Today I Cried On The Inside

Today I cried on the inside because I have came to the understanding that my husband does not have the ability to think ahead about the future. Sure he is a pretty intelligent person otherwise, he is well liked at work, and everyone thinks of him as a rather upstanding individual, but when it comes to planning for the future of our family he is at a standstill.

We have been married for almost ten years and in that ten years we have absolutely accomplished nothing besides making babies. We have no savings, we have no plan for raising the  children, nor do we have a plan on how we are going to help them go off to college once they graduate from school. We still live in a 2 bedroom apartment with three children. When I try to approach him and tell him that we need a budget in order to start saving for a downpayment for a home, he agrees to it but when it comes down to the planning and the execution he is not willing to commit. When I tell him that we need a rule guide for the children to follow concerning the chores and just daily living in order to become good citizens of the world, he agrees with what I say but once again when it comes to the execution, I am left standing on my own. I don’t understand the reason behind this because when he is at work he is very competent and decisive man. He usually makes the right call but in our personal life he tends to defer to other things instead of what is important.

I don’t know what to do.
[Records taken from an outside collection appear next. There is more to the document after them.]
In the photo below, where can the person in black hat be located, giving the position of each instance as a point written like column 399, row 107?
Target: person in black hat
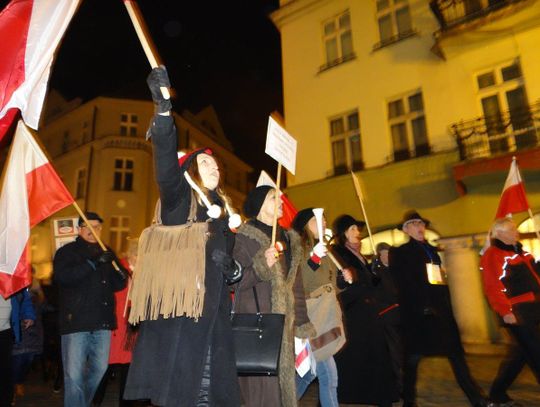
column 86, row 281
column 428, row 323
column 364, row 364
column 184, row 354
column 275, row 275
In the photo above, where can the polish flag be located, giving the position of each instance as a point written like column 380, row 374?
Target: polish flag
column 289, row 211
column 30, row 31
column 513, row 198
column 31, row 192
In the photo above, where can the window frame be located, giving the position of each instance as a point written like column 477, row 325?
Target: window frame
column 407, row 118
column 346, row 136
column 124, row 171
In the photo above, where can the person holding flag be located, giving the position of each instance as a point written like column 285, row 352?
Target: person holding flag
column 511, row 280
column 276, row 277
column 184, row 354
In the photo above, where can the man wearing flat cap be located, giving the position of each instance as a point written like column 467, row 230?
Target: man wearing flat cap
column 86, row 282
column 428, row 323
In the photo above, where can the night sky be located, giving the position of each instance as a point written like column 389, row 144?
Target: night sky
column 224, row 53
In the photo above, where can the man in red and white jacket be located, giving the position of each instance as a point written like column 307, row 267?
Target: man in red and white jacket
column 511, row 280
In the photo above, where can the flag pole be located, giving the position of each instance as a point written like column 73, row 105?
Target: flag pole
column 276, row 205
column 142, row 32
column 93, row 231
column 358, row 190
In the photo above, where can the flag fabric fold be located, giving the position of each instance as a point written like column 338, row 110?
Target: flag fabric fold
column 30, row 31
column 31, row 192
column 513, row 198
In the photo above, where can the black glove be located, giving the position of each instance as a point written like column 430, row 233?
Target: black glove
column 158, row 78
column 226, row 264
column 105, row 257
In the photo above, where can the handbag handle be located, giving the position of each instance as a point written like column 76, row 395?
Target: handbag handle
column 256, row 302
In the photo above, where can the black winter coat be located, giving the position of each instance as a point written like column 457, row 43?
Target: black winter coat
column 364, row 363
column 86, row 288
column 428, row 323
column 169, row 355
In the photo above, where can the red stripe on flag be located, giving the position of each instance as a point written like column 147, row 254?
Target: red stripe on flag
column 14, row 23
column 513, row 200
column 21, row 278
column 301, row 357
column 47, row 194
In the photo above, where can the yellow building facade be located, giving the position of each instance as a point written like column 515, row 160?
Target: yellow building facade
column 100, row 151
column 427, row 102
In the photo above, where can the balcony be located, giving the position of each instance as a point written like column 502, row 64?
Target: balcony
column 451, row 13
column 506, row 132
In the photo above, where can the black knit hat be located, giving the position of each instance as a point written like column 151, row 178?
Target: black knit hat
column 254, row 200
column 344, row 222
column 90, row 216
column 410, row 216
column 301, row 219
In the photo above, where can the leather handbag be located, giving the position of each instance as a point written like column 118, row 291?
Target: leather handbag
column 257, row 341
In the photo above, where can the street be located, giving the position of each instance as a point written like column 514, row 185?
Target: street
column 436, row 387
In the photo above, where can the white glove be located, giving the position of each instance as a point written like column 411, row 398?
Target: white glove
column 320, row 250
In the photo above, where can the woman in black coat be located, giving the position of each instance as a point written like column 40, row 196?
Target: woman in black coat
column 182, row 361
column 365, row 373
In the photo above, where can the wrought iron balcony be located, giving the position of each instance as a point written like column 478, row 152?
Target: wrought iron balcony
column 509, row 131
column 450, row 13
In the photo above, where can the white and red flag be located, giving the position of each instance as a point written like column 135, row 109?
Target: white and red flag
column 513, row 198
column 30, row 31
column 31, row 192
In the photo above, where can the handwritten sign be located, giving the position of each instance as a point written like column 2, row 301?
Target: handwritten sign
column 281, row 146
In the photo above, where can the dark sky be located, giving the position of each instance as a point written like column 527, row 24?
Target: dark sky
column 224, row 53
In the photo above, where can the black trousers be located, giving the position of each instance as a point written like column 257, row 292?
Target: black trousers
column 525, row 351
column 6, row 379
column 461, row 373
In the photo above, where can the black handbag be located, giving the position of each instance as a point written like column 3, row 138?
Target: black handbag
column 257, row 341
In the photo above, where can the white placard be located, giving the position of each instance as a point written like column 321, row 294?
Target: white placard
column 281, row 146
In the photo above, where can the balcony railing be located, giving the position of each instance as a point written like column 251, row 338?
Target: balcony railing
column 450, row 13
column 514, row 130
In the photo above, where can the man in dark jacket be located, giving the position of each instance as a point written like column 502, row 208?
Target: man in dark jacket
column 86, row 281
column 428, row 323
column 511, row 280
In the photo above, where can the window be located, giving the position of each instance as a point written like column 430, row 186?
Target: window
column 128, row 124
column 337, row 40
column 394, row 20
column 503, row 101
column 123, row 174
column 346, row 143
column 408, row 126
column 119, row 233
column 80, row 190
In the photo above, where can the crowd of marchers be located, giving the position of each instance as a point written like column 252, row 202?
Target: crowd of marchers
column 160, row 318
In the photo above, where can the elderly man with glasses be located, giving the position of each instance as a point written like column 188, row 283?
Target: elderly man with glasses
column 428, row 323
column 86, row 281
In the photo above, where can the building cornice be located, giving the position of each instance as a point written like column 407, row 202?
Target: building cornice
column 293, row 9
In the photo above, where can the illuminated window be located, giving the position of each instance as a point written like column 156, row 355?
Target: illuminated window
column 123, row 174
column 80, row 190
column 337, row 39
column 408, row 126
column 394, row 20
column 528, row 236
column 128, row 124
column 346, row 143
column 504, row 105
column 118, row 233
column 394, row 237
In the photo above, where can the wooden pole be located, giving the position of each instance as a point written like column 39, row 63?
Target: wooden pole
column 358, row 190
column 92, row 230
column 142, row 32
column 276, row 205
column 534, row 224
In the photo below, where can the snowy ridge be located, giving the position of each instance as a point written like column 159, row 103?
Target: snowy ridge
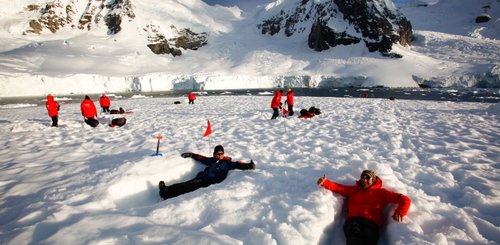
column 448, row 51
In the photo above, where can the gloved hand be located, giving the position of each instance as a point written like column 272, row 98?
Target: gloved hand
column 252, row 164
column 187, row 154
column 321, row 180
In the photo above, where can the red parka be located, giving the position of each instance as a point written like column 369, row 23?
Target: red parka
column 52, row 106
column 104, row 101
column 275, row 103
column 289, row 98
column 369, row 203
column 88, row 108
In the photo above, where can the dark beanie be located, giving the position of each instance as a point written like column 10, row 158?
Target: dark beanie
column 218, row 149
column 369, row 173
When I try to tell him how I feel I look at his face and stop short of telling what is really in my heart because I don’t want to hurt his feelings. He does not think that I care about him because we arew not as close as we used to be but, I really do care. The fact that I feel as if he places other things and other people before me as his wife has really put a damper on the relationship. How can a woman keep her sanity when she is married to a man whom she cannot trust with her truest emotions, her deepest feelings, her greatest wants and desires in life, her true self? I don’t know what I am supposed to do so I did what I always do. Today I cried on the inside and tomorrow I will do the same.